Mi Ángel regio se convirtió en otra obra (más) inconclusa. No puedo terminarla por la sencilla razón de
que La
Lista de los Ángeles (cómo toda la serie Ragnarök) requiere que la termine visualizando su integración con el lugar de exhibición.
Es más una manifestación conjunta que un grupo de obras individuales, por eso me
cuesta tanto trabajar en un cierre sin tener a la vista chance concreta y real de exhibirla en algún lado.
Reconozco que tampoco estoy buscando con
mucha insistencia dónde montar Ragnarök, con la excusa de que tengo
muchas obras por la mitad, y a la vez resulta que no puedo terminarlas porque
necesito la cuestión logística del espacio expositivo para ajustarlas y concluirlas. El huevo y la gallina. Me consuelo diciéndome que todavía no debe
ser su tiempo, que ya va a surgir el lugar y la oportunidad y entonces cada
cosa se va a ajustar solita en su sitio. Qué se
yo. Y por las dudas, me busco otras
cosas que me distraigan para tampoco tener ni tiempo ni
entusiasmo para tomar la recta final de mi Ragnarök.
Y
hablando de distracciones y –estúpidos- proyectos paralelos, ayer tarde me deje
enredar y acabé aceptando “jugar a la tiendita”.
“-Hacé
el experimento- me dijo, como quién no quiere la cosa. –Una ´experiencia
de campo´, cómo decís vos. Probá a ver si
es cierto que la gente compra arte si son obras baratas, colorinches y múltiples.

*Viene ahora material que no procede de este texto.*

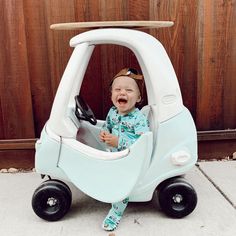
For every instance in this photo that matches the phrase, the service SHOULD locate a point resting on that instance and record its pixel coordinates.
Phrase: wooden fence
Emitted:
(201, 46)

Desarrollá un test de mercado: prepará una cantidad de obras pequeñas para
vender a mil pesos, conseguimos un stand en alguna de las ferias que se montan
cerca de las fiestas de fin de año y medimos la concreta respuesta del público. Salimos de la duda: si lo que hacés no se
vende por complejo y extraño o simplemente por precio o por sospecha de
precio inaccesible.
Ponemos toda tu obrita en una pared, amontonada, con un cartel grande
que diga ´Todo $ 1.000.-´ y observamos el resultado“
En otro
momento –en cualquier momento-
hubiera hecho como que no oía su palabrerío, remedándolo con un aburrido “Bla-bla-bla…”
mientras le ejemplificaba con algún gesto que no describiré acá mi honesta
opinión sobre los “test de mercado”.
Pero ayer me
sentía frustrada por mi inconcluso Ángel regio, por comprender que Ragnarök
se estaba convirtiendo en una asignatura pendiente perpetua cuyo examen final no me encuentro en condiciones de aprobar, y el aceptar su desafío
para acabar haciendo algo que lo fastidiara más que mi simple negativa fue una
invitación tentadora para escapar a mi
realidad.
Para su
sorpresa le dije demasiado rápido “Bueno.
Hago una docena de obras chicas para vender por mil pesos. Las ponemos a disposición tipo tienda de rezagos
y comprobamos que tampoco se venden. Ahí
me reconocés públicamente que el arte no se mueve por las mismas reglas de
mercado que se aplican a la ropa interior o a las pastillas de menta y procedés
a meter violín en bolsa y a dejarme eternamente en paz. ¿Hecho?”
Hecho.
Y ahora estoy de lo más entretenida en planear doce obras pequeñas
–muy yo, obviamente- cuyo material por sí sólo supere el precio al que voy a
ofrecerlas en venta a fin de este año. Voy a
desequilibrar a los números desde el corazón mismo del proyecto. Primera premisa farnelliana: en el arte, dos más dos suma infinito.